Et il y a une autre nuance : le calme dissociatif peut ressembler à la non-saisie, mais il n’a pas la même texture. La dissociation coupe. Le Self relie. L’un anesthésie, l’autre accueille. L’un éloigne du corps, l’autre habite le corps. La différence n’est pas morale, elle est fonctionnelle.

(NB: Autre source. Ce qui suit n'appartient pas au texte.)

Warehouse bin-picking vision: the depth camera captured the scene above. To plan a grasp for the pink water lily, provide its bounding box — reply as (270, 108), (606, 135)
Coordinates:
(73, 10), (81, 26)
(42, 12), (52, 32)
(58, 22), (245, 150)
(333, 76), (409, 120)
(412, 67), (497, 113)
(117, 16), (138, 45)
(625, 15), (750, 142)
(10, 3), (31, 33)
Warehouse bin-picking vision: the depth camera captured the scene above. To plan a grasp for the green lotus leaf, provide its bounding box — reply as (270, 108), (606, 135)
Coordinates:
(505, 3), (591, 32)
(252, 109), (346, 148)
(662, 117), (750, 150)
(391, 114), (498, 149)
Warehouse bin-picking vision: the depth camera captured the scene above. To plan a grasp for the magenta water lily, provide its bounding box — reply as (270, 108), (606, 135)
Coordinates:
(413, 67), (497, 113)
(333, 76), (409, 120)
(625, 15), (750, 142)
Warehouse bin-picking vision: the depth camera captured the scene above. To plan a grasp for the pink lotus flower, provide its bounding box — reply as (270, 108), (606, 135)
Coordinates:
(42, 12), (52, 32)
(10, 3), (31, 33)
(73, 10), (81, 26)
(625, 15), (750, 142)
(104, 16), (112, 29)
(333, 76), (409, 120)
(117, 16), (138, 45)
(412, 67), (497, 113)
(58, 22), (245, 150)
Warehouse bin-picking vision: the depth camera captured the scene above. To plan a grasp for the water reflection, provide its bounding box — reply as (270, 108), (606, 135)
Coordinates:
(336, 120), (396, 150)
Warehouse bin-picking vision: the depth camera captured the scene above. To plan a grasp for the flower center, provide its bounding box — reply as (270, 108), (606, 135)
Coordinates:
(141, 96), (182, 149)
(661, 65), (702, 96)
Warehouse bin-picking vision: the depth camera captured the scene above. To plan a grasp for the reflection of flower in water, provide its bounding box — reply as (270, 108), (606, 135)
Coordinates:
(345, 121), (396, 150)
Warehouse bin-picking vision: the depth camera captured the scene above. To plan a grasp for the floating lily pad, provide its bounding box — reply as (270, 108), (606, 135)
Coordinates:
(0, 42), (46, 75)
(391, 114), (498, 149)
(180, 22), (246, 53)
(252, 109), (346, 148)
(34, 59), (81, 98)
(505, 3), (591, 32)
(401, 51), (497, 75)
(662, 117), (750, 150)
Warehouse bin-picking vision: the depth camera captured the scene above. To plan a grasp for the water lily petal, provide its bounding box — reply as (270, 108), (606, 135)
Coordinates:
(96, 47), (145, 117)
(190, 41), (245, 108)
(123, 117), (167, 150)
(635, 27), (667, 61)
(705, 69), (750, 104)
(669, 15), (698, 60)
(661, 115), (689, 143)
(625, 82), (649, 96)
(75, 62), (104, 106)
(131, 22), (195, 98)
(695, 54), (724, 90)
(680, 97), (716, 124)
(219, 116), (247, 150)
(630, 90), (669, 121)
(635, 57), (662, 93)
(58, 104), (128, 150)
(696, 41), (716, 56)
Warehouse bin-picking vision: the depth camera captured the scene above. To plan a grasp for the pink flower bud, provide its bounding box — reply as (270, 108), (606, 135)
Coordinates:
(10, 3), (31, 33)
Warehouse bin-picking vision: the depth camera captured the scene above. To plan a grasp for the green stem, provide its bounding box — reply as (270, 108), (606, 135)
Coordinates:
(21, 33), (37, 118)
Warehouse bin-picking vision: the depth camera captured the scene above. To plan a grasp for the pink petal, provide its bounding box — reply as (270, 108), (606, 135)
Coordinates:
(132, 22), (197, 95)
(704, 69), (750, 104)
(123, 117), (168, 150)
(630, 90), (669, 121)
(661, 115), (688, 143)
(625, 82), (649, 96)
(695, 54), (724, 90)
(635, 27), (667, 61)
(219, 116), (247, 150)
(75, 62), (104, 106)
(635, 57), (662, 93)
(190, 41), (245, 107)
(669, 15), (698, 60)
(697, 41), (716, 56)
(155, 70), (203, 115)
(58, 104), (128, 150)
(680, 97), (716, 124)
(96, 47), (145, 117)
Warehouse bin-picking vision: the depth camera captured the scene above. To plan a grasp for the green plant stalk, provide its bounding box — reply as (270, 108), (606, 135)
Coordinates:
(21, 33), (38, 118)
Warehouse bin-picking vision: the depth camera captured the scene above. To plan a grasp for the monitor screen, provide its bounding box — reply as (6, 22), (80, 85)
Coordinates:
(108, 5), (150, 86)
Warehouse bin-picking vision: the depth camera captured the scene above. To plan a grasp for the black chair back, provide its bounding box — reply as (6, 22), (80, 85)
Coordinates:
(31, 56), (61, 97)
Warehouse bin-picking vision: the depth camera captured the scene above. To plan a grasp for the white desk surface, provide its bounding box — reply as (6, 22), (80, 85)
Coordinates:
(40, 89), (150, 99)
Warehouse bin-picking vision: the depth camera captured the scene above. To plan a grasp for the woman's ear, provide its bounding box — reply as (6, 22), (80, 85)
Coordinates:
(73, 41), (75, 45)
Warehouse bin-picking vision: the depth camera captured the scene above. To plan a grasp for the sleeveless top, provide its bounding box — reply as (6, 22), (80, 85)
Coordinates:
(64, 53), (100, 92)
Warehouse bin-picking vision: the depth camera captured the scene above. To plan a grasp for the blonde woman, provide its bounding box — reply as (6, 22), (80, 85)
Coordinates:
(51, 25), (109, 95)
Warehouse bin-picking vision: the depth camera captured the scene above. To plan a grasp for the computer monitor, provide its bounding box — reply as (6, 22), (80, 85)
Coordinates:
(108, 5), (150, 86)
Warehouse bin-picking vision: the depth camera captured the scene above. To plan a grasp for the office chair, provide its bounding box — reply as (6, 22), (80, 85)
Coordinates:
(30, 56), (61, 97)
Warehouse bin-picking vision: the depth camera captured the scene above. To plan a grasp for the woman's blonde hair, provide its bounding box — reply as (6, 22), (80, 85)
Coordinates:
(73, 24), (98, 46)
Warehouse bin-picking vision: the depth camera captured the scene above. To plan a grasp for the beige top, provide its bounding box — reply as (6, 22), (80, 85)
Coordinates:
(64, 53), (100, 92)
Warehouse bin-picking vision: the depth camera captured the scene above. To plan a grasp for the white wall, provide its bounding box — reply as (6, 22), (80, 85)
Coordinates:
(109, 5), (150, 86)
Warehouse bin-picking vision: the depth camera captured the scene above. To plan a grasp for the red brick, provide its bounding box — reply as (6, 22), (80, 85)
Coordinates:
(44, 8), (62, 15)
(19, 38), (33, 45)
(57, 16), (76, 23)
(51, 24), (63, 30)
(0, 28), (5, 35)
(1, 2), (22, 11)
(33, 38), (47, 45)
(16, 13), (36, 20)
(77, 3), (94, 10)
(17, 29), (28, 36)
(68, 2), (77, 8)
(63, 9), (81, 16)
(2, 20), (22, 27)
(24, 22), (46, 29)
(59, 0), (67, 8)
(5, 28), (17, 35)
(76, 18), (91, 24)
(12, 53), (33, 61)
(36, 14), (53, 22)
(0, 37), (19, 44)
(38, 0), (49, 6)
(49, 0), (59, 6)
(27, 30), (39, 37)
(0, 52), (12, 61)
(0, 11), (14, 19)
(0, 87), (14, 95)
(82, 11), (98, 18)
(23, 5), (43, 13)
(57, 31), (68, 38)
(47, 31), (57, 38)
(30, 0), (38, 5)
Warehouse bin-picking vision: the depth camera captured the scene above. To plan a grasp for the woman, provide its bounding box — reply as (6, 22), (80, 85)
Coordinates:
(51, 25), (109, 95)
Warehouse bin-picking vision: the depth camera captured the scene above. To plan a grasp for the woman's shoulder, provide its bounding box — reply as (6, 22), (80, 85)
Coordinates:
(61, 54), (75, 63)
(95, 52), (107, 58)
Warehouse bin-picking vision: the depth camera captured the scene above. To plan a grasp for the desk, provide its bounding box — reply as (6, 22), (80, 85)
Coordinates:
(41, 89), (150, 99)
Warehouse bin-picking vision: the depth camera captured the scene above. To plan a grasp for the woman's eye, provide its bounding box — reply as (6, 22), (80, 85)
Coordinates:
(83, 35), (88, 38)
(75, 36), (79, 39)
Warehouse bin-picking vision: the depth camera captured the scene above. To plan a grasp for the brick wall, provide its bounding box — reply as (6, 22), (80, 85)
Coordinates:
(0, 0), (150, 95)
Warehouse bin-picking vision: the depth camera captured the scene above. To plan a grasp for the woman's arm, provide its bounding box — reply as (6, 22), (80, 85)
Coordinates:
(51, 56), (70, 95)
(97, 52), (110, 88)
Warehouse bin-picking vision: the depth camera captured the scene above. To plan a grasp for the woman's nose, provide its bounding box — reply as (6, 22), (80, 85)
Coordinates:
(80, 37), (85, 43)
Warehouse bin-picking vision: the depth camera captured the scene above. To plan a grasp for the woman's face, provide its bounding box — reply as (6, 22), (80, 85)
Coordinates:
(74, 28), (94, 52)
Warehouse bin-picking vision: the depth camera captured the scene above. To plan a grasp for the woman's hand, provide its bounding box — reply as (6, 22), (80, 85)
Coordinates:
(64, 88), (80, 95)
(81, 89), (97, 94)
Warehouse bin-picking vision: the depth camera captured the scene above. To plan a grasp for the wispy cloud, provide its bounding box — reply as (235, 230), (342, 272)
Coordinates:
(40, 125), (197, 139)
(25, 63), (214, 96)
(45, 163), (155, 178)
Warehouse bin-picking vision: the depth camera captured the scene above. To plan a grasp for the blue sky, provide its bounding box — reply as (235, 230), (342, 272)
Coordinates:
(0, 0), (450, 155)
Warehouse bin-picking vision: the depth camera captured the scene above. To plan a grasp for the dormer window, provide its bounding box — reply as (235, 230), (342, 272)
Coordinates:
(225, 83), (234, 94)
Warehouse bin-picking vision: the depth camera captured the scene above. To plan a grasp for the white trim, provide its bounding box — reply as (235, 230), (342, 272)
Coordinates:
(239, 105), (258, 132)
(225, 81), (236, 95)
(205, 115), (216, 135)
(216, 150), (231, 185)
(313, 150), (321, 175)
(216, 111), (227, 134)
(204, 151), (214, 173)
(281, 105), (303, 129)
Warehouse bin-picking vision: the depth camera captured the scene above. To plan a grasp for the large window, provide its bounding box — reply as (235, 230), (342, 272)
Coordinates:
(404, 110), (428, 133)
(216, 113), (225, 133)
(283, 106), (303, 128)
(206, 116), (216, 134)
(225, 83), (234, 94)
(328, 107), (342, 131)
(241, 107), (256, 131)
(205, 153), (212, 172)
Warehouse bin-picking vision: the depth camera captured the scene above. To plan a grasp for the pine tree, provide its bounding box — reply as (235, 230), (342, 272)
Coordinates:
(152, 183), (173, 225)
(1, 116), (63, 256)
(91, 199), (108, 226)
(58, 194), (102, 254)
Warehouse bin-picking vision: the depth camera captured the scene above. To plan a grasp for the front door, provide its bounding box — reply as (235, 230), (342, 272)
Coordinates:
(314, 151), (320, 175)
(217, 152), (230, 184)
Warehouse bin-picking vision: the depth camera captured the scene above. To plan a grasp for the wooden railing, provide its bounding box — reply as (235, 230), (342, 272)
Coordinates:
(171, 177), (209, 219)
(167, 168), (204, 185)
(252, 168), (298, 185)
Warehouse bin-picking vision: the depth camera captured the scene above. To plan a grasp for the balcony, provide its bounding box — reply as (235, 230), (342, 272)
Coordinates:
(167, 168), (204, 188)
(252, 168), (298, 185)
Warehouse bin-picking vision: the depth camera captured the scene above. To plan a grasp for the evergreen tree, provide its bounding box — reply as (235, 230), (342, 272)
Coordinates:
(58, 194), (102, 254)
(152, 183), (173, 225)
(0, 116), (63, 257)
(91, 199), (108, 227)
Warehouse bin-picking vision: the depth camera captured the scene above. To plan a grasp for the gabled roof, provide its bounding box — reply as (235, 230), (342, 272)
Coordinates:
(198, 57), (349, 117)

Effets concrets dans la vie : relations, choix, symbolique

Quand le Self est là, même brièvement, les impacts sont souvent très concrets. Dans la relation, quelque chose se simplifie : on n’a pas besoin de gagner, ni de se retirer, ni de se fondre. On peut écouter sans se défendre immédiatement, parler sans se justifier à chaque phrase, sentir sans tout expliquer. Le lien devient moins un champ de bataille et plus un espace de présence.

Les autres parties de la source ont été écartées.